On March 20th during the busiest art week in Tokyo, Frantic Gallery will be honored to present “The Resurrections”, Exhibition of pencil drawings by Taisuke Mohri from the series of work dedicated to hyper realistic techniques for bringing to life stone and bronze sculptures of eminent figures of Renaissance.

In Mohri’s works the representation of the face on paper gives itself to the viewer as a photo of a sculpture but as time of the observation unfolds and the distance between the eye and the image diminishes the statue comes alive disclosing to the viewer the ashy substance of pencil drawing as well as vivid traces of “organic body surface”.

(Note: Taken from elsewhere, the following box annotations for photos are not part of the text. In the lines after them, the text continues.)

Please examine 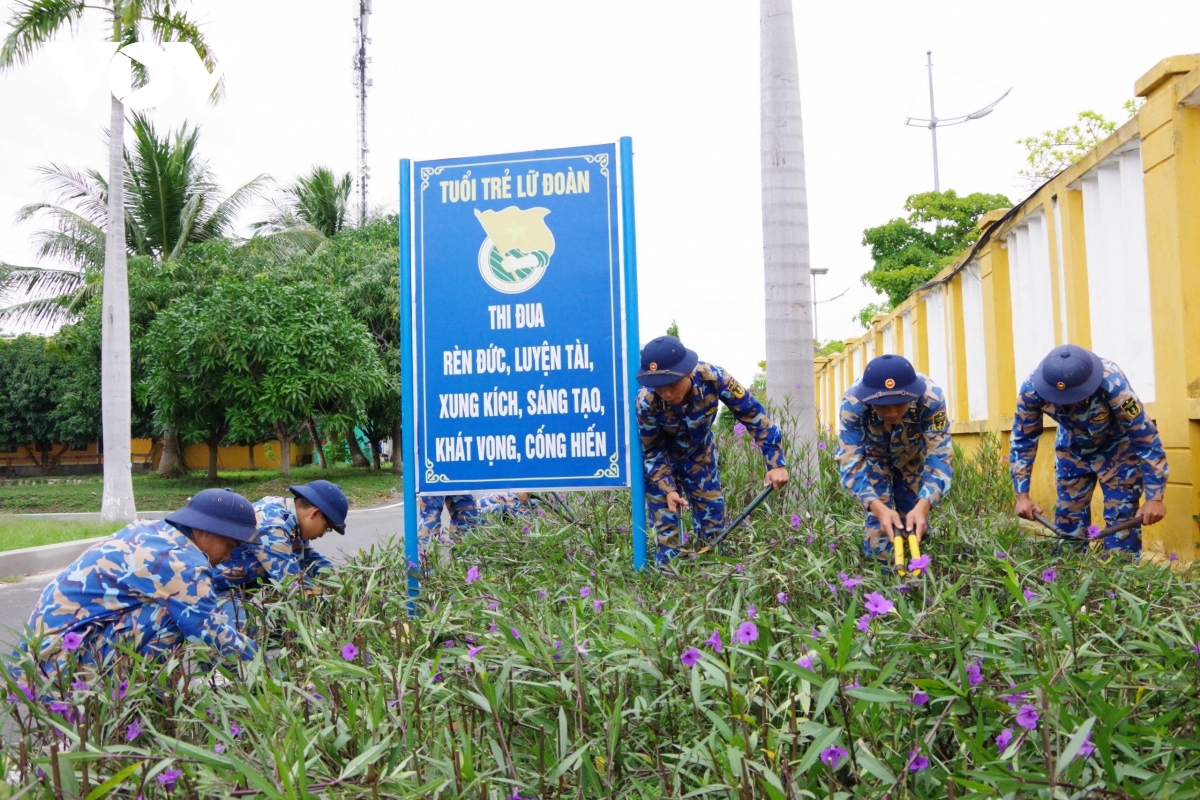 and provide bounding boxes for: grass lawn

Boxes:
[0,517,120,551]
[0,467,401,515]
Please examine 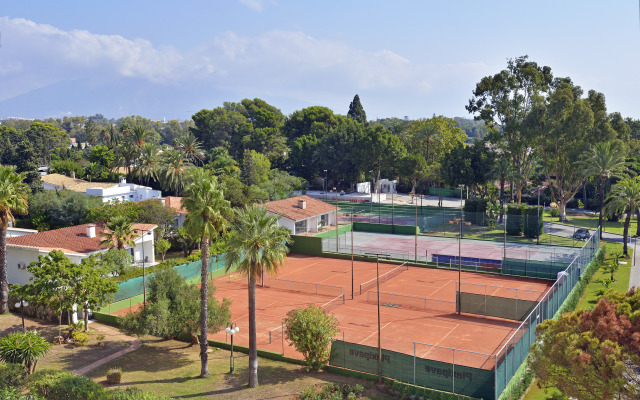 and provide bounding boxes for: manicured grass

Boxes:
[576,239,633,311]
[545,211,637,236]
[522,243,633,400]
[425,224,584,247]
[0,314,129,371]
[87,336,391,400]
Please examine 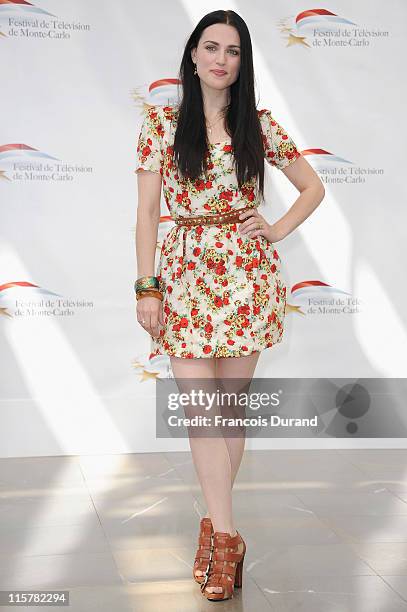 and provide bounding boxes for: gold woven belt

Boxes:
[174,206,253,225]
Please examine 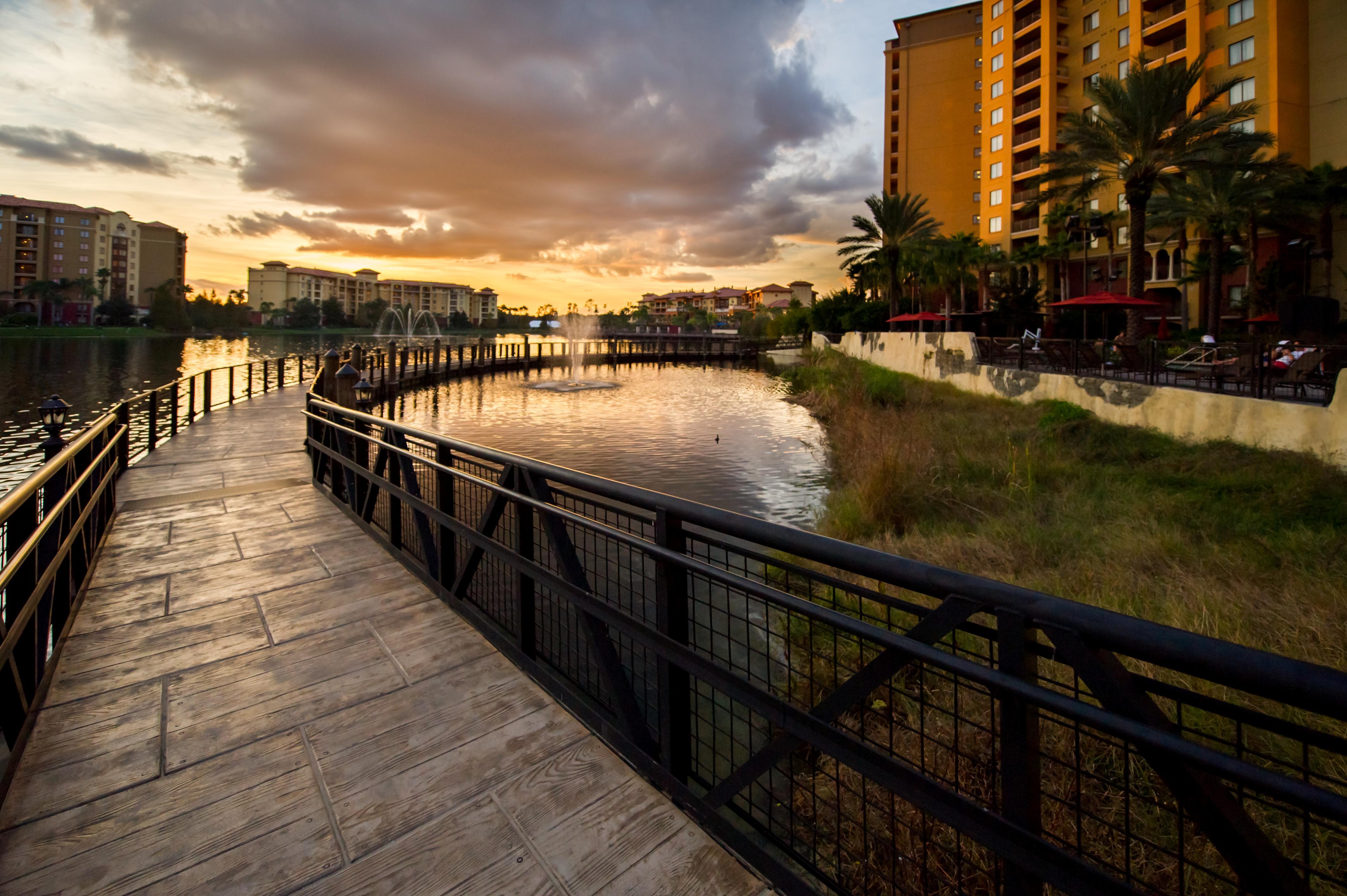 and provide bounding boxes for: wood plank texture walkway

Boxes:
[0,388,768,896]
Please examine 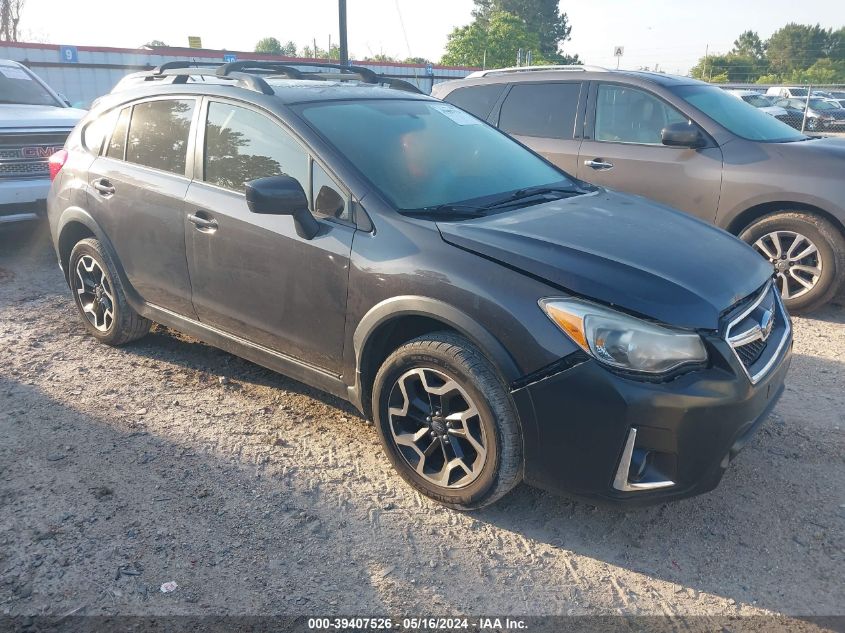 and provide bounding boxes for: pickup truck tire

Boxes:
[68,238,152,345]
[739,210,845,314]
[372,332,523,510]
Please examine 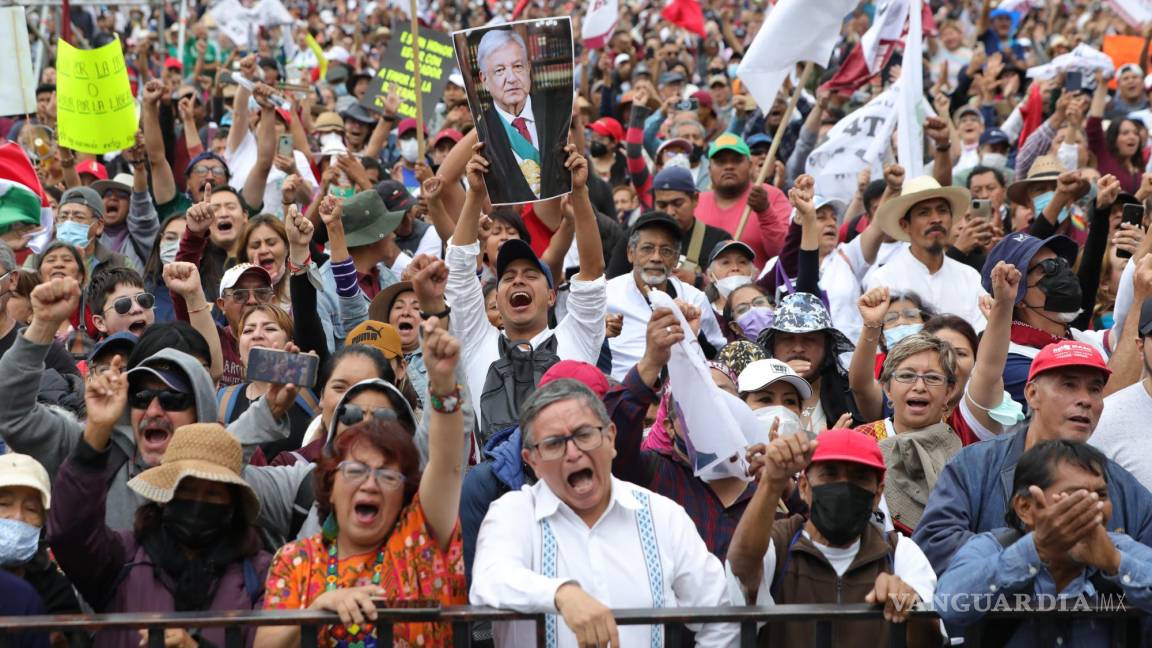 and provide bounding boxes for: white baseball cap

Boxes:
[0,453,52,511]
[736,359,812,400]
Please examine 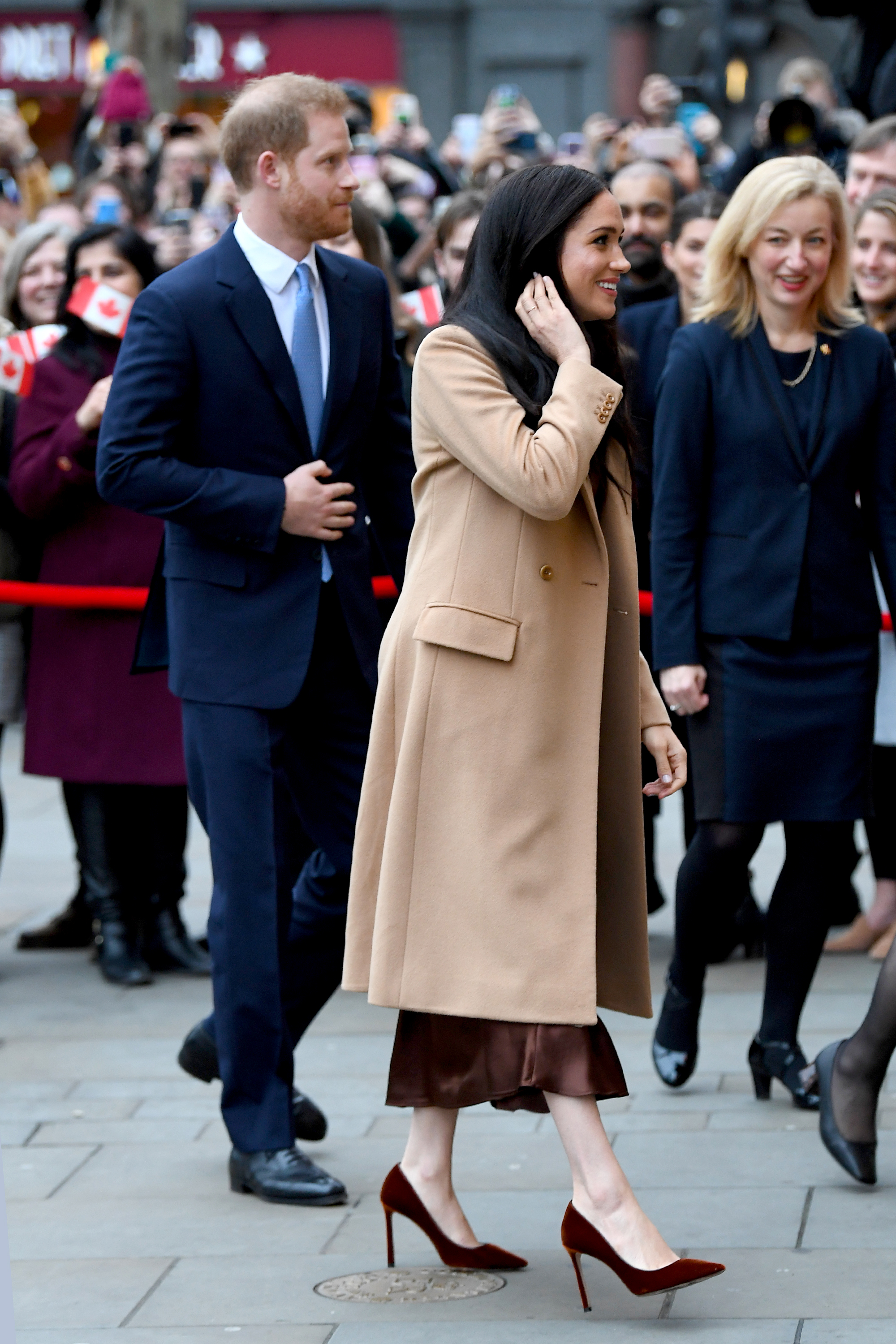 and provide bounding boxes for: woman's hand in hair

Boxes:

Wrinkles, birthmarks, tiny skin swellings as well as purely organic smoothness and roundness of the casted head create visual oxymoron, generating constant shifts in perception of the image, which oscillates between physical presence and representation, between life and stone. The artist uses pencil as well as quality of human perception to make a Triple Maneuver. He depicts three-dimensional object on the surface of a paper in the way it looks as a sculpture installed in the space. Then he emphasizes the surface of the stone (“inside” the paper) by infusing flesh, skin and age in the image of the saints and warriors. Finally he “revives” the depicted figure itself driving “Life” into it so the figure provokes onlooker’s imagination on what might be the emotional state, the world inside the personage. First, eliminate the surface of the medium (paper), than bring the focus on the surface of sculpture, finally, create the illusion of “inside” of the resurrected person – this is the structure of photo-realistic labyrinth the artist offers us to experience.

Mohri’s “Resurrections” bring attention not only to the possibilities of hyperrealism to create decisive 3-dimentional images. His triple move brings new questions to the relationship between “original” and “re-presented”, “surface” and “content” of a figure, shedding light on the visual qualities of life itself.